Monday, March 15, 2021, 10:48 GMT+7
Vietnamese scientists clone four piglets from single adult
Cloned piglets are breastfed in Vietnam. Photo: V. Giang / Tuoi Tre

Four healthy piglets were successfully cloned using cells from a single donor in Vietnam last week, opening the door to new capabilities in organ transplantation.

The piglets are of the ‘I,' or Vietnamese Pot-bellied, a breed of small domestic pig found in northern parts of the country.

The four piglets were cloned on March 10 with somatic cells derived from the ear tissue of a mature pig, the verified Facebook page of the Vietnamese government announced on Sunday.

“This is an outstanding step forward for Vietnam’s science and technology in the field of animal cloning,” the post reads.

A group of scientists from the National Institute of Animal Sciences (NIAS) began their research into the cloning technology in July 2020 as part of a government program that encouraged research and application of biotechnology in agriculture and rural development.
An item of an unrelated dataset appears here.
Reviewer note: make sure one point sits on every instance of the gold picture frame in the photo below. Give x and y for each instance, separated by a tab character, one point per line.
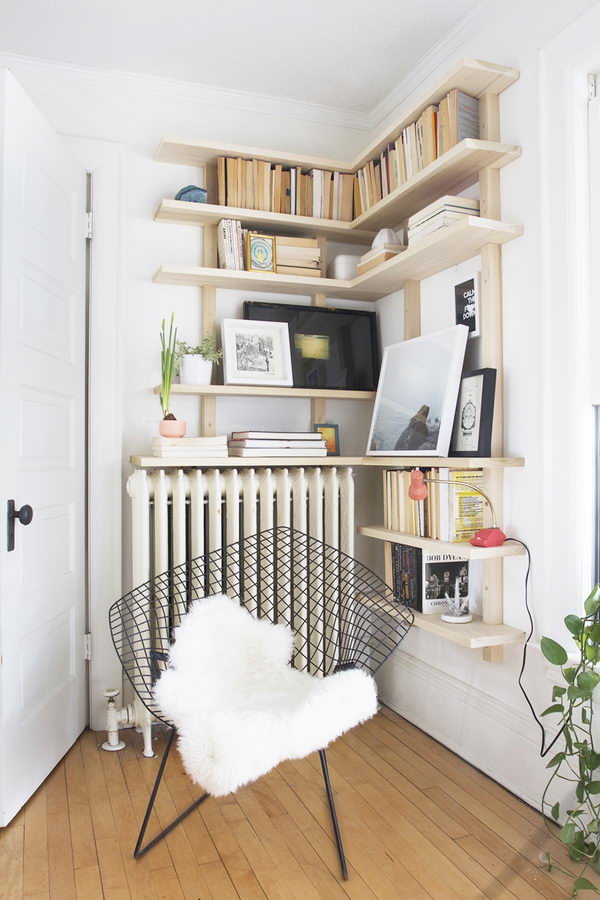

A scientist inspects a cloned piglet in Vietnam. Photo: V. Giang / Tuoi Tre

A scientist inspects a cloned piglet in Vietnam. Photo: V. Giang / Tuoi Tre

The NIAS director, Dr. Pham Cong Thieu, was quoted as saying the scientists had overcome the challenges of limited infrastructure and equipment to make a success out of their research.

Using zona pellucida-free eggs allowed the group to create a large number of embryos in a short time, while blastocyst stage (days 5–6) embryo transfer improved conception rates to 61 percent against the world average of 24 percent.

The results of their research have been published in a number of acclaimed domestic and international scientific journals including Theriogenology, an international forum for researchers, clinicians, and industry professionals in animal reproductive biology.

Scientists take care of cloned piglets in Vietnam. Photo: V. Giang / Tuoi Tre

Scientists take care of cloned piglets in Vietnam. Photo: V. Giang / Tuoi Tre

“This outstanding achievement has opened up new research directions on the application of animal cloning technology in breeding, conservation of high-value and rare animals, combining animal cloning with gene-editing technologies to create high-yield, disease-resistant and climate-resilient breeds, and creating desired cloned pigs for organ transplantation in the future,” the government-run social media page said.

Cloning is the process of producing individuals artificially using cells from an original, independent of the natural fertilization process.

Over 20 different breeds of animals have been cloned by scientists across the world since the first successful animal cloning was done on mice in 1979.